Game library/features
If we translate this category into espresso features, the Airscape has a narrower but more essential feature set: airtight storage, air displacement, and a large 1.1 kg capacity. It does one job very well. The Normcore has more brewing-specific features: bottomless design, included filter basket, and compatibility with Breville/Sage Dual Boiler models BES900XL, BES920XL, BES980XL, and BES990BSS. That compatibility is a major plus for owners of those machines, and the bottomless design is excellent for learning puck prep. However, features only matter if they solve the right problem. Freshness preservation affects every cup; bottomless diagnostics mainly help when you are actively refining your espresso routine.
Overall user experience
The Airscape is the easier product to live with day to day. It reduces fuss, preserves flavour, and fits naturally into a routine where beans are bought in larger quantities. For someone with a good grinder and a machine with a PID and stable pressure, this can be the missing piece that keeps shots tasting bright and consistent all week. The Normcore is more exciting for enthusiasts because it makes the brewing process more transparent and rewarding, especially on a Sage Dual Boiler where you can really use the feedback to improve. But it is also more demanding: if your grind is off, it will show you immediately, and if your beans are not fresh, it cannot rescue them. Overall, the Airscape is the better buy for most people because freshness is the foundation of great espresso, while the Normcore is the better buy for users already confident in storage and looking to level up extraction. If you want the single purchase with the widest impact on cup quality, choose the Airscape. If you already have freshness covered and want to improve your shots at the machine, choose the Normcore.

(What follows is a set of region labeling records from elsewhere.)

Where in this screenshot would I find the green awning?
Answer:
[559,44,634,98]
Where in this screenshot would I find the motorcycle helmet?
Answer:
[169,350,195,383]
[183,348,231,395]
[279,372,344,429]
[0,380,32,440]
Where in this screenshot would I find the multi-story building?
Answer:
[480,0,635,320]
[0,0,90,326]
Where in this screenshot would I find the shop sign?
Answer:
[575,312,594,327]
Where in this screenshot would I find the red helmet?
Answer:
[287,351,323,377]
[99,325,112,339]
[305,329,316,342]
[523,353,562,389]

Buy the Airscape Coffee Storage if...
Buy Product A if you buy beans in larger bags, roast at home, or want the biggest flavour improvement for the least hassle. It is also the better choice if your current storage is just a bag clip or a generic jar, because the Airscape’s air-pushing lid will do more to protect aroma and crema. If you want a tidy countertop solution that simply keeps coffee tasting fresher for longer, this is the one.
Buy the Normcore 58mm Bottomless if...
Buy Product B if you already have beans stored properly and your real goal is to improve extraction on a Sage Dual Boiler. It is the stronger pick if you want to diagnose channeling, improve puck prep, and see exactly what your grinder and technique are doing. If you are chasing better shots rather than better storage, the bottomless portafilter is the more hands-on espresso upgrade.